If you're a homeowner having trouble making your mortgage payments, a short sale might sound like the perfect solution to avoid foreclosure.
In a short sale, the lender agrees to let you sell the home for less than you owe on your mortgage, accept the sale proceeds, and release the mortgage lien. The sale proceeds pay off a portion of the amount owed.
But homeowners who complete a short sale are often shocked to find out later that their lender is seeking a deficiency judgment against them.
Because the sale price is "short" of the full debt amount in a short sale, the difference between the total debt and the sale price is the "deficiency."
Example. Suppose your lender approves a short sale in which you sell your home for $400,000, but you owe $450,000 on the mortgage loan. The difference ($50,000) is the deficiency.
In many states, the lender can seek a personal judgment against the borrower after the short sale to recover the deficiency amount. Generally, once the lender gets a deficiency judgment, it may collect this amount—in our example, $50,000—from the borrower using standard collection methods, like garnishing wages or levying a bank account.
While many states have enacted laws that prohibit a deficiency judgment following a foreclosure, most of these laws don't address short sales. But a few states, like California and Nevada, prohibit deficiency judgments after short sales in certain circumstances.
Assuming your state doesn't have a law prohibiting a deficiency judgment following a short sale, you might be able to avoid having to pay back a deficiency by taking one of the following tactics.
Some lenders will agree to waive the deficiency. When negotiating with your lender for short-sale approval, ask it to forgo the right to seek a deficiency judgment.
If your lender agrees, this provision must be included in the short sale agreement. The agreement must expressly state that the transaction satisfies the debt or have similar language. Without this waiver, the lender might file a lawsuit against you to get a deficiency judgment after completing the short sale.
If your lender refuses to waive the deficiency entirely, you can offer to settle the deficiency for a smaller amount. Lenders are sometimes willing to agree to accept a smaller amount because collecting a deficiency debt can be a lengthy and costly process. It's often easier for the lender to accept a reduced lump sum than to try to collect the full amount.

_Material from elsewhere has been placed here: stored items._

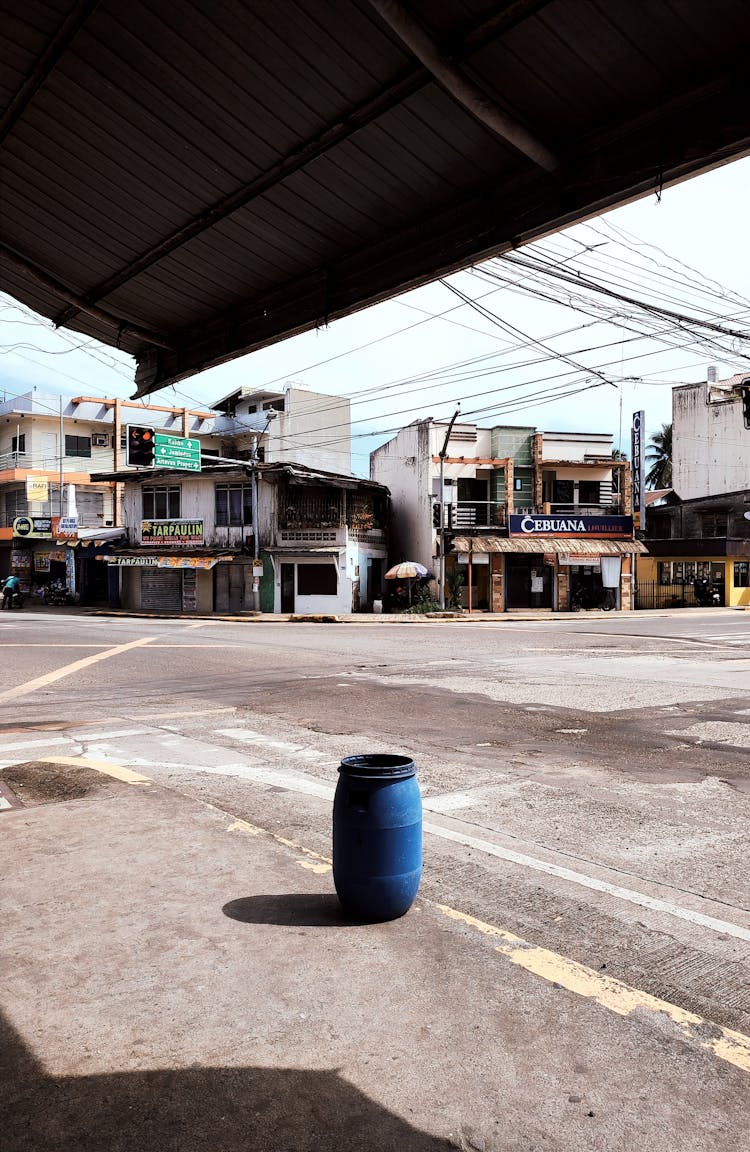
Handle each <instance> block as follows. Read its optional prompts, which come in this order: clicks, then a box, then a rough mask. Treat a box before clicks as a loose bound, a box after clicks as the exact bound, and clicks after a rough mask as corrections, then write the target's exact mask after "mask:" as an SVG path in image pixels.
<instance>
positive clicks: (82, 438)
mask: <svg viewBox="0 0 750 1152" xmlns="http://www.w3.org/2000/svg"><path fill="white" fill-rule="evenodd" d="M66 456H85V457H90V456H91V437H90V435H66Z"/></svg>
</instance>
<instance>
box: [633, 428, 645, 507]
mask: <svg viewBox="0 0 750 1152" xmlns="http://www.w3.org/2000/svg"><path fill="white" fill-rule="evenodd" d="M645 427H646V414H645V412H644V411H641V412H634V414H632V429H631V432H630V460H631V469H632V518H634V522H635V526H636V528H638V529H645V526H646V479H645V475H646V444H645Z"/></svg>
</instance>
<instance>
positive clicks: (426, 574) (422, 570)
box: [385, 560, 430, 604]
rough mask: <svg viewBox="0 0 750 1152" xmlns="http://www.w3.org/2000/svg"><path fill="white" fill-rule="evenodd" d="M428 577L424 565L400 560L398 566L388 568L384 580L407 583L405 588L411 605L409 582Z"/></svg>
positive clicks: (428, 573) (409, 586)
mask: <svg viewBox="0 0 750 1152" xmlns="http://www.w3.org/2000/svg"><path fill="white" fill-rule="evenodd" d="M429 575H430V573H429V571H427V569H426V568H425V567H424V564H418V563H417V562H416V560H402V561H401V563H400V564H394V566H393V568H388V571H387V573H386V575H385V578H386V579H406V581H408V583H407V588H408V589H409V604H411V581H412V579H418V578H419V577H421V576H429Z"/></svg>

Or, you can also negotiate to repay a reduced deficiency debt in installments over time.
If you're liable to pay the deficiency after a short sale, you might consider filing for bankruptcy to eliminate the debt. If you qualify, a Chapter 7 bankruptcy discharges the deficiency relieving you of the debt, while a Chapter 13 bankruptcy will usually require that you pay a portion of the total amount owed.
Bankruptcy might not be a good idea if a deficiency judgment is your only debt. But it could be a good option if you have multiple debts you can't afford to pay.
After the short sale is completed, your lender might call you or send letters stating that you still owe money. These letters could come from an attorney's office or a collection agency and will demand that you pay off the deficiency.
Your lender or the collector might even try to intimidate you into making payments. But without an actual deficiency judgment from a court, the creditor can't freeze your bank accounts, garnish your wages, or place judgment liens on other property you own.
To get a deficiency judgment, the creditor must file a lawsuit. But lawsuits are expensive, and many borrowers who complete a short sale to avoid a foreclosure are judgment proof. ("Judgment proof" means you don't have much in the way of cash reserves or other assets that a creditor can take to pay off a judgment.)
Creditors typically sue for a deficiency judgment only if they think you have sufficient assets or funds to repay the debt. If you can't afford to pay the deficiency, it's possible that your lender won't bother to file a lawsuit.
If the lender forgives the deficiency amount or part of it (say, as part of a settlement) and issues you an IRS Form 1099-C, you might have to include the forgiven debt as taxable income unless you qualify for an exception or exclusion.
Tax laws are complicated, an exception or exclusion could save you from having to report a canceled debt as part of your income. If you have tax questions, consider talking to a tax attorney.
If you have questions about how foreclosure works or different ways to avoid foreclosure, like with a short sale, talk to a foreclosure lawyer. A HUD-approved housing counselor can also answer questions about foreclosure alternatives.